REI has the Shimano RS 80's for $583.


----------



## cmg (Oct 27, 2004)

Blackset Race Custom from Bicycle wheel warehouse http://www.bicyclewheelwarehouse.com/index.php?act=viewProd&productId=74 You'll have to pick some hubs. the goal is to use the lightest rim you can find, less rotaitng weight at the rim. Lighter rims needs lots of spokes, less spokes need heavier rims, not good.


----------



## Mike T. (Feb 3, 2004)

I'll echo what *cmg* said. BWW is very cost effective for sensible wheels - I just received a set of their Race wheels. Or, the same rim with different hub choices  here. With BWW you're not paying inflated prices due to large advertising budgets.

Better for "training" wheels with sensible rims, spoke numbers and hubs are their  OP  wheels.

Ya gotta do your homework so that you're not buying inflated cost bling. Some of us have done this homework.


----------



## Pablo (Jul 7, 2004)

Find a good local wheel builder and get Open Pros with good Campy or Shimano hubs. Don't believe the hype BS minimal marginal benefits of prebuilt wheels.


----------



## Blue CheeseHead (Jul 14, 2008)

WrigleyRoadie said:


> Screaming deal on Easton EA90 Aeros would seem to suit you. Deeper rim provides some nice strength and modest aero benefits.
> 
> http://www.jensonusa.com/store/product/WH277B01-Easton+Ea90+Aero+Wheelset.aspx


I am 200# and got a set of EA90 SL's last summer. I found a new pair of 2008's for $499 shipped. I like them and would select them over the Aeros in due to the higher spoke count. The problem is that you might not find closeouts until later next spring/summer.


----------



## Clevor (Sep 8, 2005)

Tommy Walker said:


> REI has the Shimano RS 80's for $583.


+1

I saw these in an LBS and they look almost as sweet as the Dura Ace version, e.g., the SH-7850-C24-CLs.
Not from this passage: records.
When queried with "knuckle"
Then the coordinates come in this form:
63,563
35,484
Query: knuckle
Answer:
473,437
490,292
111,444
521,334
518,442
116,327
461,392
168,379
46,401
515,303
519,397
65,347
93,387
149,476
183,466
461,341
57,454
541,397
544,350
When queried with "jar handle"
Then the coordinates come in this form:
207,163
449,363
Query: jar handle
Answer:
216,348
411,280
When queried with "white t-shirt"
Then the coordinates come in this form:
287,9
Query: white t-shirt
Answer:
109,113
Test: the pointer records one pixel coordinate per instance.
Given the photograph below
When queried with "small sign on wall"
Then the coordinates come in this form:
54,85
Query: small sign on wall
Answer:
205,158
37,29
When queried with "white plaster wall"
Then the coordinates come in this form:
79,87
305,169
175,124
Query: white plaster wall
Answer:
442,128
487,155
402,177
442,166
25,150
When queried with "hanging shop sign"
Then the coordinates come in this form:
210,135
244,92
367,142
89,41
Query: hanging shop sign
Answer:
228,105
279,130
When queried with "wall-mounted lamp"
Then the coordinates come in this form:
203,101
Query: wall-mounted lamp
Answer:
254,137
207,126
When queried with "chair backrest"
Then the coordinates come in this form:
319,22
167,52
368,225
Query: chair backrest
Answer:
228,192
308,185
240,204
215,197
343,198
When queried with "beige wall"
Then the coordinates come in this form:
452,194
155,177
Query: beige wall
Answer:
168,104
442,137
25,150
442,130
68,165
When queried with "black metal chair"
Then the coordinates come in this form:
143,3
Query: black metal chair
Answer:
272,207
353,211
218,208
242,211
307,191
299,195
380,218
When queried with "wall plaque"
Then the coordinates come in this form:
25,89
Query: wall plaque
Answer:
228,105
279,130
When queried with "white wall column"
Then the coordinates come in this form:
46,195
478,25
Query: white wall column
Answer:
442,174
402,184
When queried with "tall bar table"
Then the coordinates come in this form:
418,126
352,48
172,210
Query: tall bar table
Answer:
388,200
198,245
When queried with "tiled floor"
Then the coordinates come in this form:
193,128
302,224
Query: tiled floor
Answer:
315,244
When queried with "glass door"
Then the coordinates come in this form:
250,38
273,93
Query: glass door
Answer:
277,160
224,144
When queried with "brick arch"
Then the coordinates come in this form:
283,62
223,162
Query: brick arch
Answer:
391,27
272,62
Carbon laminate rims looked almost identical except the hubs are Ultegra. Weight I imagine is around 100 gms more that the DA so maybe 1530 gms with rim tape. I don't think any wheelset deal comes close except you can get the DA version for a few bucks more at ChainReactionCycles! Compared to the Eastons, you have high-end bling compared to a design that has been around ages.


----------



## chirider990 (Apr 18, 2004)

*Fsa*

saw a sweet deal on a set of FSA carbons on the for sale section. Also Psimet wheels are built at a very high quality and are inexpensive.


----------



## acid_rider (Nov 23, 2004)

IMO - at your weight of 200# do strongly consider wheels with a lot of spokes, 32 min or even 36, particularly on the rear wheel. Also consider 25C width tyre, not 23C. 
Mavic OpenPro 32-spoke is a good choice, for example. 
Or DT Swiss rims R1.1 or was it R1.2 (check each one), again in 32-spoke variants.
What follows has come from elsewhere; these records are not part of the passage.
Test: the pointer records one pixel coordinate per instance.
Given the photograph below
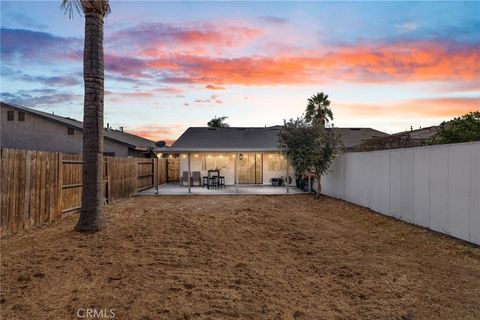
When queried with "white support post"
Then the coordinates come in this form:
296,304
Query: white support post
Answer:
309,183
288,177
189,176
237,162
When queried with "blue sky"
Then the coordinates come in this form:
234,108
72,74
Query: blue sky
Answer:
170,65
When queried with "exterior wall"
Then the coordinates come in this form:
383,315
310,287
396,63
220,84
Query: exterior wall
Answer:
268,174
36,133
196,165
437,187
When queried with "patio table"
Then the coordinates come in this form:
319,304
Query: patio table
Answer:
212,177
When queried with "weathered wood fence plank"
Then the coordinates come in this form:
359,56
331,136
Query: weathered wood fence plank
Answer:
40,187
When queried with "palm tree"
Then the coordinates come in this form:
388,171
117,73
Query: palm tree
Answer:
318,109
92,217
218,122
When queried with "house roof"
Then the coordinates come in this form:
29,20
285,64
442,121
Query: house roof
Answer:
421,134
122,137
261,139
355,136
227,139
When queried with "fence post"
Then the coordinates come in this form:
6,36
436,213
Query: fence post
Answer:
60,185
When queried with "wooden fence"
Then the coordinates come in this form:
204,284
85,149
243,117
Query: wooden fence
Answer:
39,187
Add to that high quality steel spokes (even a straight gauge for 200#?) and brass nipples too. Wheels like these won't cost all that much but you need a good wheel builder to put it all together for you so that it lasts a long time.


----------



## EDUC8-or (Jan 2, 2009)

Blue CheeseHead said:


> I am 200# and got a set of EA90 SL's last summer. I found a new pair of 2008's for $499 shipped. I like them and would select them over the Aeros in due to the higher spoke count. The problem is that you might not find closeouts until later next spring/summer.


Believe it or not the Aeros are a bit stiffer due to the higher rim profile and shorter spokes, whether that leads to greater durability is still up for debate.


----------



## 72guy (Nov 18, 2009)

Tommy Walker said:


> REI has the Shimano RS 80's for $583.


$505 at chainreaction


----------